Y seguía sin traerla. Katsuki había terminado su propia clase con un pantalón deportivo que le iba suelto y a lo largo de los asanas se había tenido que reacomodar para que no le estorbara. Ahora entendía la utilidad de unos pantalones de yoga, ya fuera porque no fueran un incordio durante las posturas, o porque hacían un buen trasero. Izuku era la prueba de ello.

—Ugh... —Masculló Katsuki para sí al distraerse con la imagen mental de Izuku doblado al frente y con el trasero al aire. Vestido o no, era un deleite a la vista.

—No me disculparé por haberte invitado a mi clase —dijo Izuku, cruzándose de brazos e inamovible—. Te burlaste de mí por eso la primera vez que nos vimos.

—¿Qué, te hizo enojar?

—Me irritó. No eres el primero ni será el último que tiene la absurda preconcepción de que el yoga son sólo movimientos repetitivos y sin utilidad práctica.

—Eso no era lo que yo-...

—Quizá no del todo —farfulló Izuku, por primera vez encendiéndose. El cambio en su tono de voz obligó a Katsuki a levantar la vista, y lo que encontró le gustó.

Izuku, cuando se apasionaba, mostraba una expresión nueva que le sentaba bien. Sus pupilas se habían contraído hasta apenas ser dos puntos negros en un mar de color verde oscuro, y su mandíbula había adoptado una forma que no dejaba lugar a dudas de su determinación para sostener su punto, costara lo que costara.

—Después de mi lesión... —Izuku resopló, y cambio su peso de un pie a otro—. Después de las cirugías, y la terapia, y los interminables “tenías una carrera tan prometedora” y “es una lástima”, tenía tan poco a qué aferrarme... Mi pronóstico no era nada bueno. Tendría mi brazo, pero ¿su funcionalidad?, eso no lo sabía ni mi doctora con certeza.

Katsuki respetó el silencio que siguió a la larga pausa. Izuku hablaría, a su ritmo, y eso hizo.

—Empecé a asistir a clases de yoga porque el estrés de la impotencia por no poder hacer nada por mí mismo estaba acabando conmigo, y... me encantó. Había rutina, y dolor, pero también recompensa cuando poco a poco conseguí recuperar lo que había perdido... Tenía una nueva definición de fortaleza, y creo que ya has descubierto por tu cuenta de cuál es...

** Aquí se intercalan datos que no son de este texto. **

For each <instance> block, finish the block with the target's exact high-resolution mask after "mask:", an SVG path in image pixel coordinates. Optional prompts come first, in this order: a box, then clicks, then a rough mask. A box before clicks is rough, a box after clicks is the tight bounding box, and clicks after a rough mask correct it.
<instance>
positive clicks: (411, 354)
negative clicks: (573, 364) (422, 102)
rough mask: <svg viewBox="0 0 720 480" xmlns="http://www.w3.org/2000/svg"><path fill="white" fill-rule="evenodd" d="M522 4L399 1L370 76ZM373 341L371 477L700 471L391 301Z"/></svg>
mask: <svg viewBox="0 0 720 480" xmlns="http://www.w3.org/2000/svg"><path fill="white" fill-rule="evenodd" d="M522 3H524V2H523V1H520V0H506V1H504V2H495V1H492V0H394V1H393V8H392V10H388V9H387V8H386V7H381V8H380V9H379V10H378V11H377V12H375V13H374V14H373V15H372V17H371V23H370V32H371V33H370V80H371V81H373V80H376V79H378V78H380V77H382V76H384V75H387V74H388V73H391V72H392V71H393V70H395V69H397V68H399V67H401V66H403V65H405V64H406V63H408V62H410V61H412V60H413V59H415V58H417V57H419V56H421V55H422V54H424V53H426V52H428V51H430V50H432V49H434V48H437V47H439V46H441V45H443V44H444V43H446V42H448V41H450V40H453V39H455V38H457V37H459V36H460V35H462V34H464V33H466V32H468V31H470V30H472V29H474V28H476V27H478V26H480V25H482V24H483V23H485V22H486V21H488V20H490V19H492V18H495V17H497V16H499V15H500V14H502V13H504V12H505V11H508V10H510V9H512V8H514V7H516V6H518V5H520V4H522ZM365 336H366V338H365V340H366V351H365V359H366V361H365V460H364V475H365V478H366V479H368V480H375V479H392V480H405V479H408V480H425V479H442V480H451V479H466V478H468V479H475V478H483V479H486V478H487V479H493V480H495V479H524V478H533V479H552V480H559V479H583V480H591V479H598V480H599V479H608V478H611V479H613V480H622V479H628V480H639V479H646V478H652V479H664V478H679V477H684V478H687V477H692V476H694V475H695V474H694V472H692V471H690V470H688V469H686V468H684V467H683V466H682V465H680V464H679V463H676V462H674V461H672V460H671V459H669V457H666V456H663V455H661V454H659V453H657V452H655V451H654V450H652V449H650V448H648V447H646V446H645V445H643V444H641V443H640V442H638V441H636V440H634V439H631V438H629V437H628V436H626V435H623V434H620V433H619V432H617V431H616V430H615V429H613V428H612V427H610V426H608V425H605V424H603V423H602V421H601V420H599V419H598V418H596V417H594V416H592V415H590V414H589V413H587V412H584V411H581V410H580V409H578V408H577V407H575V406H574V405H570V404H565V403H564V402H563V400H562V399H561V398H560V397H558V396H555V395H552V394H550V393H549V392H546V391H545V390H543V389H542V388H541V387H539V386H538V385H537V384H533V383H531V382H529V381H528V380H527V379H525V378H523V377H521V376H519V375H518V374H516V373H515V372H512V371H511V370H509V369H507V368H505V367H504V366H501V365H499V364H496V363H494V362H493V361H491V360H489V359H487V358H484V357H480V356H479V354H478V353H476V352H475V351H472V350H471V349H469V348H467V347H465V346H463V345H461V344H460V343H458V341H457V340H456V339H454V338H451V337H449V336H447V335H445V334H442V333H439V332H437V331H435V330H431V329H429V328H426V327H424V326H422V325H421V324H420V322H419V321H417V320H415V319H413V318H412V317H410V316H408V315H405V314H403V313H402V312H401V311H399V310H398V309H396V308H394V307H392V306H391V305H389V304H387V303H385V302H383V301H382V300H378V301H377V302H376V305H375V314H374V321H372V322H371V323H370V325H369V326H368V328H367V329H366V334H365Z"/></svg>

Katsuki chasqueó la lengua, pero asintió. —Seh...

Hasta ese punto, él también sólo había conocido la fuerza que se asumía para levantar peso y mover al mundo, pero en esa sesión de yoga que apenas había tenido una duración de sesenta minutos se había topado con que su propio cuerpo era un peso que le iba a requerir un mayor trabajo movilizar.

Dejando caer sus brazos a los costados, Izuku se sentó de cuclillas frente a Katsuki, y apoyando el mentón en sus rodillas le dedicó una mirada que era mitad curiosidad y mitad aprehensión.

—No te obligaré a cumplir con tu apuesta. Pero si quieres intentarlo... Mi clase de principiantes tiene siempre un espacio para ti.

Ah, cierto. La apuesta. Con lo ocurrido en la última semana, Katsuki casi había olvidado la manera en que Izuku había recorrido el circuito más extenuante de su pista y lo había hecho suyo. Incluso si al final casi había estado a punto de venirse abajo por su brazo, el que se hubiera forzado a seguir lo colocaba a ojos de Katsuki en un puesto privilegiado por su tenacidad mostrada al esforzarse más. Siempre Plus Ultra.

—Una apuesta es una apuesta —gruñó Katsuki en lugar de revelar la clase de pensamientos que discurrían en esos instantes por su mente—. ¿Qué clase de persona sería yo si me retractara de mi palabra?

—Pero-...

—Hoy mismo compraré una de estas porquerías plásticas para traer a la clase —dijo Katsuki, tocando la que Izuku le había prestado y que era de un intenso color verde—. Me daría asco seguir usando la que quién sabe cuánta gente más ha utilizado con sus pies sucios, y dejando caer su sudor sin limpiarlo después.

Poniendo los ojos en blanco ante su repentina muestra de misofobia, Izuku aclaró: —Para que lo sepas, es mía, y nadie más que yo la ha utilizado.

—Lo que sea. Igual está sucia y quiero la mía.

—Te recordaré que estoy sucio la próxima vez que intentes lamerme en-... —Pero sus siguientes palabras quedaron sofocadas cuando Katsuki, veloz como un rayo, le cubrió la boca con su mano.

—Vale, entiendo tu punto —murmuró, un ligero tinte sonrosado en las mejillas—. Y, uhm, ¿exactamente dónde puedo comprar una de estas cosas?

Izuku se apartó la mano de Katsuki de la boca, pero no dejó ir su mano. —Si tienes tiempo, puedo acompañarte a elegir una.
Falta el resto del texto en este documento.